Les chutes d'Iguazu (25° Sud / GMT-3)
Pour ne pas arriver trop tôt le lendemain, nous avons choisi de quitter Sao Paulo vers 20h00 avec un bus de la Pulma. Le pire bus que nous espérons avoir à prendre durant nos 8 mois de voyage. Comme il n'y avait plus de places dispo on s'est retrouvé avec la place des Seigneurs, au fond du bus à côté des toilettes et ce petit fumé si caractéristique. Accessoirement c'était aussi juste au dessus du moteur, de son ronronnement de veille machine usée et de la chaleur de ses pétarades. On a passé tout le voyage à jouer les dames pipi parce que la porte des WC ne s'ouvrait pas, transpirant en tee-shirt alors qu'à l'avant du bus on se blottissait sous les couvertures pour échapper à la clim.
Au premier arrêt on a tenté d'échapper à notre sort devant le mirage d'une paire de place vacante en milieu du bus. Après avoir cherché en vain l'approbation du chauffeur qui tenait avant tout à ce qu'on le laisse tranquille, on s'est gaillardement installé à nos nouvelles places. Dès le premier virage on a vu une large coulée d'eau descendre du toit le long de la vitre et c'est au moment ou nous ressentions le froid humide de la pluie que l'on a réalisé qu'elle descendait de l'intérieur. Nous remémorant une vague mise en garde du seul autre touriste du bus - un jeune mexicain en errance, nous sommes retournés à notre place, résignés et vaincus.
16 heures 30 plus tard - dont une et demi de bonus - nous arrivions épuisés, crasseux et puants à Foz de Igaçu. On trimballa encore nos sacs dans un bus de ville puis dans la voiture d'un bon samaritain qui nous conduisit jusqu'à l'hôtel après nous avoir repêché en pleine dérive pédestre, sur une route plus que douteuse... S'en suivi une journée et demi de farniente pour nous remettre de cet épisode douloureux et préparer la visite des "cataratas".

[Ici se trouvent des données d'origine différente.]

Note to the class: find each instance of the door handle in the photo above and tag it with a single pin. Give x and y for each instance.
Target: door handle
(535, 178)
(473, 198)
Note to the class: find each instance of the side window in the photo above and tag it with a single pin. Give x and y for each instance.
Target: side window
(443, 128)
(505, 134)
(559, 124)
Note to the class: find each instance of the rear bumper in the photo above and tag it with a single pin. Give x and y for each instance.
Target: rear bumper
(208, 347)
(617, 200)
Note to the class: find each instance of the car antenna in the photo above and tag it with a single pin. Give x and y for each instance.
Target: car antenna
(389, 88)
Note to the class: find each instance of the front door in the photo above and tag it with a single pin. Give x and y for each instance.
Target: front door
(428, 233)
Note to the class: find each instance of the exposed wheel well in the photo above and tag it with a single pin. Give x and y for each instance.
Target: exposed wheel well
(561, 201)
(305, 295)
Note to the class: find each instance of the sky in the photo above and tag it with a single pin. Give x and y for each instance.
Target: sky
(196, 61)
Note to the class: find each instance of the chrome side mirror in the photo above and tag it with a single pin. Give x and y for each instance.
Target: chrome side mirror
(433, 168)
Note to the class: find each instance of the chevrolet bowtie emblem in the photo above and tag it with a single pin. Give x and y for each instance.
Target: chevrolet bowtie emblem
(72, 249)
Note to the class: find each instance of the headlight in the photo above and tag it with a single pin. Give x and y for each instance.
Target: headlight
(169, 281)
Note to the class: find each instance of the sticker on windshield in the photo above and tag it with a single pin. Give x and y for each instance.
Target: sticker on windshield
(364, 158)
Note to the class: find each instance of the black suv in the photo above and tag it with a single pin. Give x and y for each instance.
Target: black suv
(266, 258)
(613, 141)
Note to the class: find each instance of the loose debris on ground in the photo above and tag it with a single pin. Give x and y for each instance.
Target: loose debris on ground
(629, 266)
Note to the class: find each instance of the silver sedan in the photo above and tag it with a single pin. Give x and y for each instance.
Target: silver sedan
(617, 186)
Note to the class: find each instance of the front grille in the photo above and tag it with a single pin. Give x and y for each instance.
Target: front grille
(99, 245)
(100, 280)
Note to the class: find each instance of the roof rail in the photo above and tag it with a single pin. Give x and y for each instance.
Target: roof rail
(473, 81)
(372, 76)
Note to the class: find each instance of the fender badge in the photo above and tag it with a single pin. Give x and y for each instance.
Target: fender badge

Le réveil a sonné à 6h30. Le ciel est d'un bleu sans tâche et l'air matinal encore frais. Deux heures plus tard on est au spectacle, en contemplation devant un tableau impressionniste en mouvement et fascinés par son tumulte assourdissant. Coté brésilien le site est extrêmement balisé et la promenade n'a plus rien de sauvage. En temps normal on aurait pu être déçus mais les chutes ont un pouvoir d'émerveillement incommensurable. Puissantes et majestueuses, elles apaisent et enivrent, plongeant le visiteur dans une sorte de méditation euphorique.
Encore sous le charme, il a fallu rentrer à l'hôtel, prendre une douche, reprendre deux bus de ville pour passer la frontière Argentine avant de rejoindre Puerto Iguazu - back on earth! Le voyage jusqu'à Buenos Aires sera à l'opposé de ce que nous avons vécu à l'aller. À bord d'un cama de Rio Uruguay, on a bénéficié de toutes les prestations d'une première classe aérienne. Pas besoin de vous dire comment chaque petit détail, la moindre attention, ont été appréciés à leur juste valeur!